Yin Yang and FMB
“Why didn’t you use yin and yang rather than the terms feminineand masculine in your book?” people ask me, particularly those wedded to the feminine being synonymous with women and masculine synonymous with men.
My answer is that if I had used the terms yin and yang, not only are they foreign terms and people get confused with which is which, but we are not addressing that very issue of people using the term the feminine synonymously with women and masculine with men. This masculine-dominated thinking is so deeply entrenched in us that it is quite a stretch for us to think otherwise. In other words, if I had used the terms yin and yang, we would not so easily see the importance of having both attributes within us all and this leads to us realising that women and men are different, not opposites.

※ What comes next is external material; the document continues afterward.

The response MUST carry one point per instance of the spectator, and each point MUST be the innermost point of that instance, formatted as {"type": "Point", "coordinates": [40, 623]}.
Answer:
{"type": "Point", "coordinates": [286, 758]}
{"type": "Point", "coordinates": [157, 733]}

To clarify, masculine and feminine energies, or principles, have been recognised for eons and the terms yin (feminine) and yang (masculine) are concepts used within Taoism. They are considered to be two halves of a whole/two sides of a coin. As you can see in the image, the yin and yang in the symbol are fused in a circle with a bit of each in the other.
As with yin and yang, I think it is also important to look at feminine and masculine as two parts of a whole/two sides of a coin that need to be in balance, rather than the feminine and masculine being separate.
Once we understand that people, regardless of gender have feminine and masculine energies within them in different proportions, this can help bridge the gap between women, men and those of other gender identities. It also gives people permission to express themselves in a variety of ways that are misunderstood by those entrenched in the Masculine-Dominated Society (M-DS).